A.2 Pretraining for few-shot learning

To pretrain the model for in-context learning, we pretrained the model on few-shot (4-shot 3-way) sequences, i.e. sequences for which the context consisted of 3 different stimulus classes each repeated 4 times, and where the query class was one of those 3 classes. The classes and labels were randomly assigned for each sequence.

A.3 Evaluating inductive biases

Models were trained and evaluated as shown in Figs 4(b) and 4(d).

An additional label ("2", in the example in Fig 4(b)) and corresponding examples were included in the partial exposure sequences, to ensure that if the model is equally likely to select the labels associated with "A" and "B", it is because of those examples’ similarity to the query stimulus, rather than because the model is selecting labels at chance. This was similarly done for training on partial exposure data in weights (not shown in Fig 4(d)).

Note also that the BW stimulus was shown twice as often as other stimuli in the partial exposure data, as was done in Dasgupta et al. , in order to ensure that there is no bias induced by having one label more frequent than another. We also ran experiments where BW was not repeated, and the pattern of results was the same.

A.4 Pretraining for rule-based generalization

To pretrain the model for rule-based generalization, we used the partial exposure sequences shown in 4(b), but for training as well as for evaluation.

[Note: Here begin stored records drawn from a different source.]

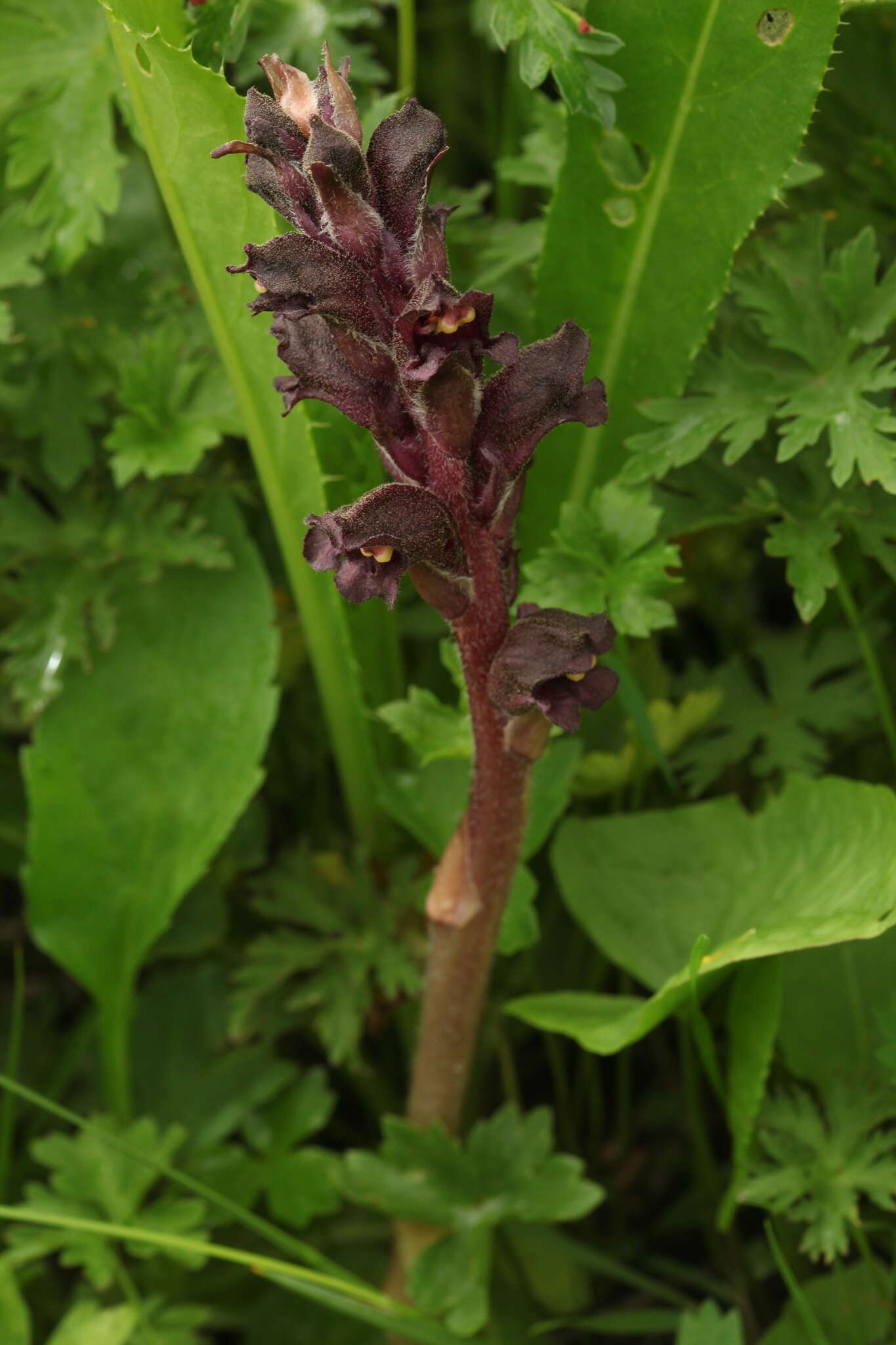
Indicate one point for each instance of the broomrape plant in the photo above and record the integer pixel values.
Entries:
(300, 870)
(368, 320)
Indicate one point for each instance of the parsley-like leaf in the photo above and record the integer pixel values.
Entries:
(61, 571)
(550, 42)
(178, 404)
(816, 376)
(811, 688)
(64, 143)
(816, 1166)
(608, 557)
(92, 1180)
(335, 947)
(505, 1170)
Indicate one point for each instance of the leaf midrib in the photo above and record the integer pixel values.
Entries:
(625, 307)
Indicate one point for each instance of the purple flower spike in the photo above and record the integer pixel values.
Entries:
(548, 659)
(372, 542)
(532, 396)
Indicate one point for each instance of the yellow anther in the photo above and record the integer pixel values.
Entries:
(381, 553)
(454, 318)
(576, 677)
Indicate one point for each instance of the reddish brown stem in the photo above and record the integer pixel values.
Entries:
(459, 959)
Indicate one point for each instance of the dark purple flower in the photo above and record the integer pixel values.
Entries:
(523, 403)
(550, 659)
(372, 542)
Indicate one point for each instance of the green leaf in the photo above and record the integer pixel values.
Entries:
(91, 1179)
(183, 110)
(304, 1185)
(813, 868)
(177, 405)
(807, 545)
(65, 139)
(815, 1168)
(832, 998)
(68, 571)
(708, 1325)
(608, 557)
(333, 946)
(807, 309)
(429, 726)
(92, 1324)
(754, 1017)
(812, 688)
(505, 1172)
(719, 116)
(848, 1305)
(15, 1319)
(190, 680)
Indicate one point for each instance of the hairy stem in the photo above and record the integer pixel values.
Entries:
(459, 956)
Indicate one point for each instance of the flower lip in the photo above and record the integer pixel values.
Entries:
(372, 542)
(548, 659)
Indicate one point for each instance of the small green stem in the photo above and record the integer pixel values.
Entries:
(406, 46)
(114, 1053)
(14, 1055)
(872, 665)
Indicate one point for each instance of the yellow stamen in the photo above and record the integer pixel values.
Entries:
(381, 553)
(576, 677)
(449, 323)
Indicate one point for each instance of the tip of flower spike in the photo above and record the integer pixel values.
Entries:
(292, 89)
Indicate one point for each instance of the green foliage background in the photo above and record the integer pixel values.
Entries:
(222, 790)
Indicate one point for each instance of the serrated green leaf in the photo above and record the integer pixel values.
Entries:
(815, 1168)
(754, 1017)
(608, 557)
(91, 1179)
(807, 307)
(183, 110)
(807, 544)
(190, 677)
(15, 1319)
(505, 1172)
(92, 1324)
(429, 726)
(178, 404)
(813, 868)
(304, 1185)
(335, 943)
(65, 139)
(708, 1325)
(550, 42)
(848, 1305)
(65, 573)
(719, 116)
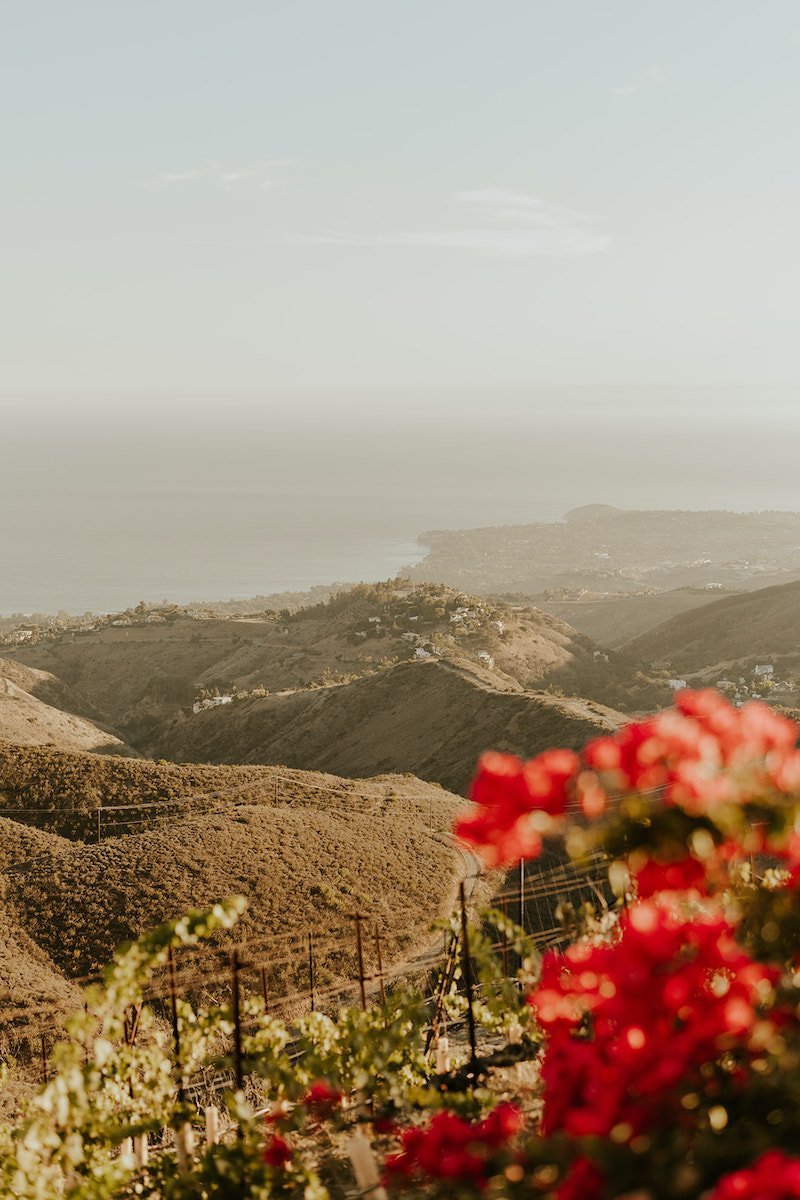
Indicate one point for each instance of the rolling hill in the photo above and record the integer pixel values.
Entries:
(763, 624)
(140, 671)
(37, 709)
(605, 549)
(612, 619)
(431, 719)
(306, 850)
(301, 869)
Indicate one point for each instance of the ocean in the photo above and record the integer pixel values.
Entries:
(101, 510)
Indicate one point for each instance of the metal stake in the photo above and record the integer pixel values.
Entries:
(236, 1008)
(468, 976)
(176, 1032)
(360, 953)
(380, 967)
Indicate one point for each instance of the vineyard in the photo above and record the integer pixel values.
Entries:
(623, 1021)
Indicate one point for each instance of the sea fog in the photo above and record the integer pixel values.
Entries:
(186, 502)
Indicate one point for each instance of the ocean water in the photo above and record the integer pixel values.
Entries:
(103, 509)
(103, 551)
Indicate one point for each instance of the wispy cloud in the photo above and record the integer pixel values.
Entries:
(645, 81)
(259, 174)
(501, 221)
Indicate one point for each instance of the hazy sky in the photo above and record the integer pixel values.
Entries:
(252, 196)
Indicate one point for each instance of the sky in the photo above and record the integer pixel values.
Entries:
(437, 205)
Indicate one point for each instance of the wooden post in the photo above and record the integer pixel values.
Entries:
(468, 976)
(311, 970)
(365, 1168)
(185, 1147)
(211, 1125)
(380, 967)
(360, 955)
(176, 1032)
(236, 1008)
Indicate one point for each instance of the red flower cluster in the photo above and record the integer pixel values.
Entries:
(701, 753)
(322, 1099)
(698, 754)
(683, 875)
(627, 1021)
(509, 793)
(774, 1176)
(584, 1181)
(456, 1150)
(277, 1151)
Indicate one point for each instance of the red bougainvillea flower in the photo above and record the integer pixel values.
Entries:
(683, 875)
(449, 1147)
(698, 755)
(774, 1176)
(701, 753)
(277, 1151)
(509, 793)
(322, 1099)
(669, 995)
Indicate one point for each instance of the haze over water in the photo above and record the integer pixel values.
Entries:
(232, 504)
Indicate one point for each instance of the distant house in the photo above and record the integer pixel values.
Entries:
(200, 706)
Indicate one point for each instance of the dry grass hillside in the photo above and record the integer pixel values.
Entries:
(139, 673)
(35, 711)
(306, 849)
(431, 719)
(611, 619)
(60, 791)
(301, 869)
(763, 624)
(29, 981)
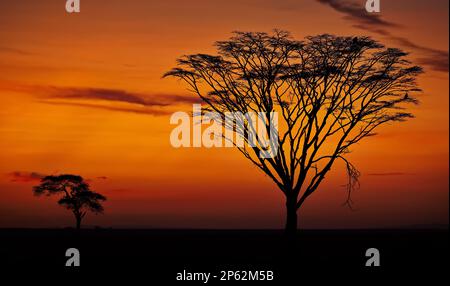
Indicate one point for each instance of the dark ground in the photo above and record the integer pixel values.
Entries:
(160, 254)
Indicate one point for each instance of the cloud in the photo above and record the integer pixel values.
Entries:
(388, 174)
(155, 99)
(25, 177)
(4, 49)
(102, 98)
(355, 12)
(146, 111)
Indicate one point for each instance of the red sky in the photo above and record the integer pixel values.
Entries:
(116, 132)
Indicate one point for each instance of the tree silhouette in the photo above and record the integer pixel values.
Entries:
(76, 195)
(330, 92)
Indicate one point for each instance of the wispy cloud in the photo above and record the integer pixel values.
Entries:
(131, 109)
(389, 174)
(355, 12)
(12, 50)
(25, 177)
(156, 99)
(104, 98)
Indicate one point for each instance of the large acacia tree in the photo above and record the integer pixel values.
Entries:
(330, 92)
(75, 193)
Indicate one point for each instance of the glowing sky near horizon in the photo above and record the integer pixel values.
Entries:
(120, 49)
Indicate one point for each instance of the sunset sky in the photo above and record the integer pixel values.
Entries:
(83, 94)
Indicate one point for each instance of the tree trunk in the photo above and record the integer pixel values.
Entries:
(291, 217)
(78, 219)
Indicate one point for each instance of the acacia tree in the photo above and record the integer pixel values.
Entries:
(329, 91)
(76, 195)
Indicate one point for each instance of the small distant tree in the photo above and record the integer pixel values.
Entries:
(76, 195)
(331, 92)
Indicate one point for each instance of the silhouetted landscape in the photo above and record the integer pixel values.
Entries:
(160, 254)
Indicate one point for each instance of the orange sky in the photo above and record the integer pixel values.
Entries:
(115, 50)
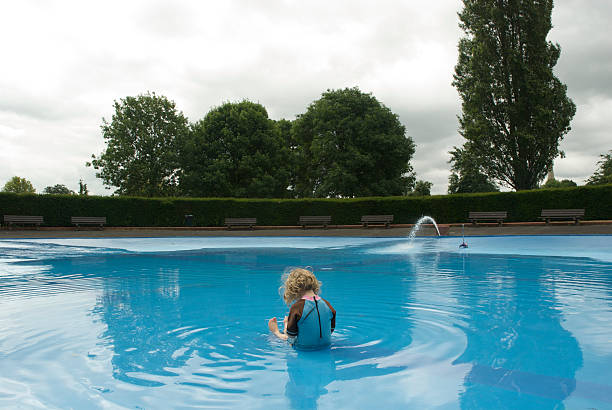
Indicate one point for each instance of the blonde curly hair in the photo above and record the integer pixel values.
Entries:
(296, 282)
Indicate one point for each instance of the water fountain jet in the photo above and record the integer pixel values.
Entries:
(420, 222)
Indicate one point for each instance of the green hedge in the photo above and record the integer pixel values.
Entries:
(129, 211)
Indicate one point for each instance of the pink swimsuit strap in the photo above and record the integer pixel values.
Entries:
(311, 298)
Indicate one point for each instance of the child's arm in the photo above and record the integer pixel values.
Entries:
(273, 326)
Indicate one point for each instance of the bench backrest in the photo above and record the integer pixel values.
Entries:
(315, 219)
(88, 219)
(377, 218)
(563, 212)
(493, 214)
(240, 221)
(23, 219)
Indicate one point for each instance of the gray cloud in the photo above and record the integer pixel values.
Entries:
(68, 60)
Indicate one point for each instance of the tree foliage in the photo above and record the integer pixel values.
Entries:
(468, 174)
(514, 110)
(351, 145)
(236, 151)
(18, 185)
(83, 188)
(603, 174)
(554, 183)
(58, 189)
(142, 139)
(422, 188)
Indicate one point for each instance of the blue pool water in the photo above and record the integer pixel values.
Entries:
(509, 323)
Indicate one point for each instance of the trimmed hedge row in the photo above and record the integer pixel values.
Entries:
(130, 211)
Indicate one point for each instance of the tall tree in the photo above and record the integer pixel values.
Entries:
(18, 185)
(351, 145)
(467, 174)
(58, 189)
(603, 174)
(83, 191)
(142, 140)
(236, 151)
(515, 111)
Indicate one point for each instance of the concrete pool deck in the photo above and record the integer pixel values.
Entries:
(398, 230)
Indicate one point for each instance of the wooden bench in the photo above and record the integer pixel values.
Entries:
(497, 216)
(250, 222)
(88, 220)
(376, 219)
(315, 220)
(11, 220)
(571, 214)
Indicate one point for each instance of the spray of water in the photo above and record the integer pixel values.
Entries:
(420, 222)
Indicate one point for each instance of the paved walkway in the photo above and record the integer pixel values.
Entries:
(531, 228)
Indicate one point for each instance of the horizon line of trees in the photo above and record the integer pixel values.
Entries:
(347, 144)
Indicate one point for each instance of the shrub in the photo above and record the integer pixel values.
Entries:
(133, 211)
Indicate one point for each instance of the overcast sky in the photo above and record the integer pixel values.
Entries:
(65, 62)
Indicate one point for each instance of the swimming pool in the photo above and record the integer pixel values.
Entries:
(510, 322)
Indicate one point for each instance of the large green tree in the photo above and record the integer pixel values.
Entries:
(142, 147)
(351, 145)
(467, 174)
(603, 174)
(58, 189)
(236, 151)
(514, 110)
(18, 185)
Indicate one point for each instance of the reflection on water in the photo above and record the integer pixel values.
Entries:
(424, 330)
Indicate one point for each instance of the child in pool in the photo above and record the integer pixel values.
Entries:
(311, 318)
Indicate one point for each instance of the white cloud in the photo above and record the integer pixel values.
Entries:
(66, 61)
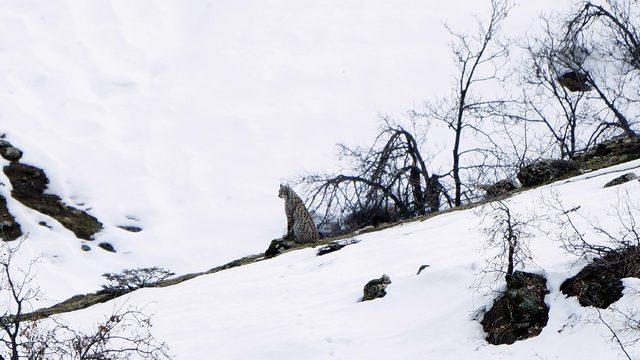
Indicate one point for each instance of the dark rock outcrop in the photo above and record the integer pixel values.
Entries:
(9, 152)
(621, 180)
(29, 184)
(520, 312)
(376, 288)
(107, 246)
(335, 246)
(278, 246)
(544, 171)
(599, 284)
(611, 152)
(575, 81)
(9, 228)
(499, 188)
(130, 228)
(422, 267)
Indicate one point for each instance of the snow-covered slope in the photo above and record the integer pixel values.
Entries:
(186, 115)
(302, 306)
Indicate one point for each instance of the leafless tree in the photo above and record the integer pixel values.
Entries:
(507, 234)
(130, 279)
(601, 47)
(567, 116)
(479, 60)
(391, 176)
(570, 225)
(124, 334)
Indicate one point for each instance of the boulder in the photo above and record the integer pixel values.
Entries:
(520, 312)
(278, 246)
(375, 288)
(10, 153)
(610, 152)
(9, 229)
(499, 188)
(130, 228)
(422, 267)
(29, 184)
(335, 246)
(599, 284)
(621, 180)
(575, 81)
(106, 246)
(544, 171)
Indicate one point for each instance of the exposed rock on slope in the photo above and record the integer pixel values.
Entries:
(621, 180)
(544, 171)
(611, 152)
(599, 284)
(29, 184)
(9, 228)
(376, 288)
(520, 313)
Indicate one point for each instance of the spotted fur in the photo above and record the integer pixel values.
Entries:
(300, 226)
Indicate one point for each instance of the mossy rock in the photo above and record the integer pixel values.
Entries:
(29, 184)
(520, 312)
(9, 229)
(376, 288)
(278, 246)
(599, 284)
(621, 180)
(545, 171)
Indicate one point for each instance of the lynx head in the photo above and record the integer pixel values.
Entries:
(284, 191)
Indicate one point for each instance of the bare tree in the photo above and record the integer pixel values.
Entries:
(130, 279)
(507, 235)
(568, 116)
(479, 60)
(601, 50)
(123, 334)
(391, 177)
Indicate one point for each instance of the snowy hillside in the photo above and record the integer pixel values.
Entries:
(183, 117)
(300, 305)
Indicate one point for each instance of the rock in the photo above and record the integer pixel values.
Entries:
(545, 171)
(575, 81)
(335, 246)
(278, 246)
(9, 229)
(621, 180)
(599, 284)
(611, 152)
(107, 247)
(520, 312)
(499, 188)
(10, 153)
(130, 228)
(376, 288)
(422, 267)
(29, 184)
(363, 230)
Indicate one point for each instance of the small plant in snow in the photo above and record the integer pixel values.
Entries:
(130, 279)
(507, 233)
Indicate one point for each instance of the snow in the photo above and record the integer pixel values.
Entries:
(300, 305)
(183, 117)
(187, 115)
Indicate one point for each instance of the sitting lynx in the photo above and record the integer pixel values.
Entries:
(299, 222)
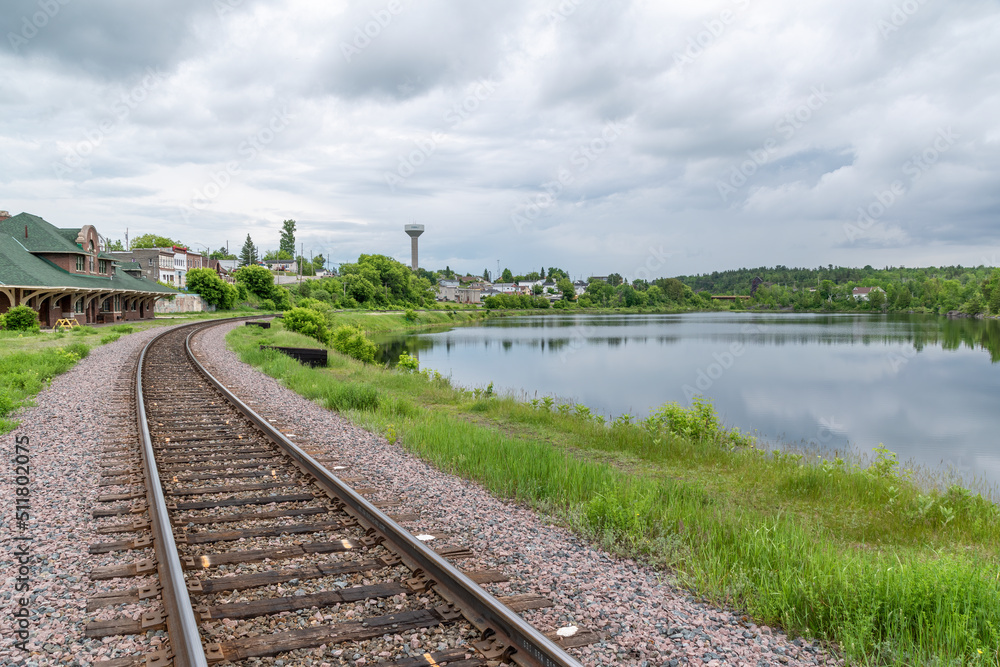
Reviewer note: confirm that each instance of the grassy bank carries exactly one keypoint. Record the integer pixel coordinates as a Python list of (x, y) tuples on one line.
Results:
[(893, 573), (29, 360)]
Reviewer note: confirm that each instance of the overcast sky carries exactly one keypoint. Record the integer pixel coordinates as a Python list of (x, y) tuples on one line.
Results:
[(646, 137)]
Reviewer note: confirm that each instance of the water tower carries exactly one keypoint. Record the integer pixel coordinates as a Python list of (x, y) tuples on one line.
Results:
[(414, 231)]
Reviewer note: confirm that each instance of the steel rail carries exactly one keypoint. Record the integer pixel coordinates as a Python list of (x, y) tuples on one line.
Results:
[(531, 647), (182, 626)]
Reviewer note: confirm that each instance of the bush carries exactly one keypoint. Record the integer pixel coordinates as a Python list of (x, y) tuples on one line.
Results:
[(343, 397), (258, 280), (352, 342), (213, 289), (407, 363), (307, 322), (21, 318)]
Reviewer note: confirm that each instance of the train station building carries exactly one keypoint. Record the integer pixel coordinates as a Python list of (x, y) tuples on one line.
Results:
[(62, 273)]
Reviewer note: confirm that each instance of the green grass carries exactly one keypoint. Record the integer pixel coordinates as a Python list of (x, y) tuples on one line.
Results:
[(25, 373), (893, 573), (28, 361)]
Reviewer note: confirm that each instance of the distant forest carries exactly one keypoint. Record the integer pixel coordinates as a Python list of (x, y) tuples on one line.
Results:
[(971, 290)]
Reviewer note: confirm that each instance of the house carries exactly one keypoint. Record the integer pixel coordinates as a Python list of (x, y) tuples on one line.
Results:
[(465, 295), (61, 273), (154, 263), (448, 290), (861, 293)]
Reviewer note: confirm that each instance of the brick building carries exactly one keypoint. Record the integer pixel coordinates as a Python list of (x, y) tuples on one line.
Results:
[(62, 273)]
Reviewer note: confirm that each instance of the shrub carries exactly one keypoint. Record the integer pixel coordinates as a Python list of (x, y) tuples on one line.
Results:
[(213, 289), (407, 363), (258, 280), (21, 318), (343, 397), (352, 342), (281, 297), (307, 322)]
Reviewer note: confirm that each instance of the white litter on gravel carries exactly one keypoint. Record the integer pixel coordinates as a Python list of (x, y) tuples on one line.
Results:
[(645, 619), (64, 433)]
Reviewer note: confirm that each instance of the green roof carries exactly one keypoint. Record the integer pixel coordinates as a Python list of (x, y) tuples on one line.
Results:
[(42, 236), (19, 267)]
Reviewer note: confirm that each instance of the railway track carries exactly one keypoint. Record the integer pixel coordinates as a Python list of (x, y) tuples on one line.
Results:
[(249, 550)]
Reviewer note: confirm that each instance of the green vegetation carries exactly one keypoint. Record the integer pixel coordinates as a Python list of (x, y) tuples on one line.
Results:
[(20, 318), (970, 290), (895, 573), (24, 374), (212, 288)]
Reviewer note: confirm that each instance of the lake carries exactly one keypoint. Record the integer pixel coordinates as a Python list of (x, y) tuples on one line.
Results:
[(926, 387)]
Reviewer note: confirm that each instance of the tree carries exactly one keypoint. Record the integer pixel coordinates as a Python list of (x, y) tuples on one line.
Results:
[(876, 298), (258, 280), (222, 253), (154, 241), (248, 255), (207, 284), (273, 255), (566, 287), (287, 243)]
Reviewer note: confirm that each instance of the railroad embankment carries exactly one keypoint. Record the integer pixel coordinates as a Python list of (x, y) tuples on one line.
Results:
[(862, 555)]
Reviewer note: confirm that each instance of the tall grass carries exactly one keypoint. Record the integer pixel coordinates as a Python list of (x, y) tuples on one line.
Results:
[(893, 573), (24, 374)]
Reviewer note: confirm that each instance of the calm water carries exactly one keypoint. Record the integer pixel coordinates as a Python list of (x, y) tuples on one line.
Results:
[(926, 387)]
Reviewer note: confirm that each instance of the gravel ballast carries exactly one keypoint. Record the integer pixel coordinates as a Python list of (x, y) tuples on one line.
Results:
[(645, 620)]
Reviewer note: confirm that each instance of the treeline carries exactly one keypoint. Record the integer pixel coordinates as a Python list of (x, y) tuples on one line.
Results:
[(373, 282), (972, 291)]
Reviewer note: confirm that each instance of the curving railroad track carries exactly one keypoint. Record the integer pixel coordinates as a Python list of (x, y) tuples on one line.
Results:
[(261, 555)]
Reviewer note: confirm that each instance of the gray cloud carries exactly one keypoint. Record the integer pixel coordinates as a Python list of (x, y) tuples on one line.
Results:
[(460, 115)]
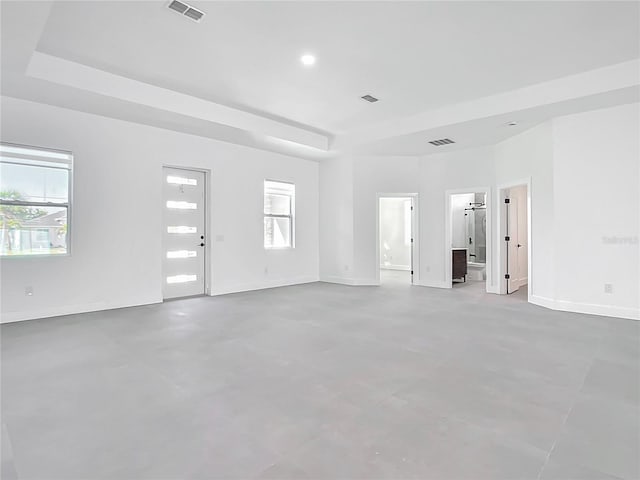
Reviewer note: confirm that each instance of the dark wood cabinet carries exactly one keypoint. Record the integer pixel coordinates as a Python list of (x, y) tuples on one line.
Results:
[(459, 264)]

In training, the label for the query BX was always the same as the label associated with BW in context (note that the stimuli and labels are randomly assigned, so that BX could be manifested as any of the stimulus classes, and the query label could be any of .)

A.5 Architecture, training, and evaluation details

Num layers: 12 | Embedding size: 64 | Optimizer: Adam | Batch size: 32 | Learning rate schedule: Linear warmup and square root decay, described as min(3e-4 / 4000 * global_step, power(4000, 0.5) * 3e-4 * power(global_step, -0.5))

For each experiment, we ran 16 TPUv3 cores and 4 v100 GPU cores for 200,000 training steps.

Models are evaluated on evaluation data throughout training, and bar plots in Fig 2 show evaluation outputs averaged over the last half of training (100k-200k steps). Error bars indicate 1.96 standard errors across 10 training runs (there is zero variance for the results in Figs 2(a) and 2(c)).

Appendix B Experiment details: Large language model experiments

See Fig 5 for example evaluation sequences.

In order to account for potential low-level word-order effects, we evaluated on four different formats for the stimuli (‘red circle’, ‘a circle that is red’, ‘an object that is circular and red’, ‘an object that is red and circular’). We found no significant differences in qualitative patterns across the different word orderings, so we report the average across all four formats in our results.

We also include more detailed information about the experiments using different model sizes in Fig 6. These show the raw performances (including model-specific controls) on all model sizes and feature sets.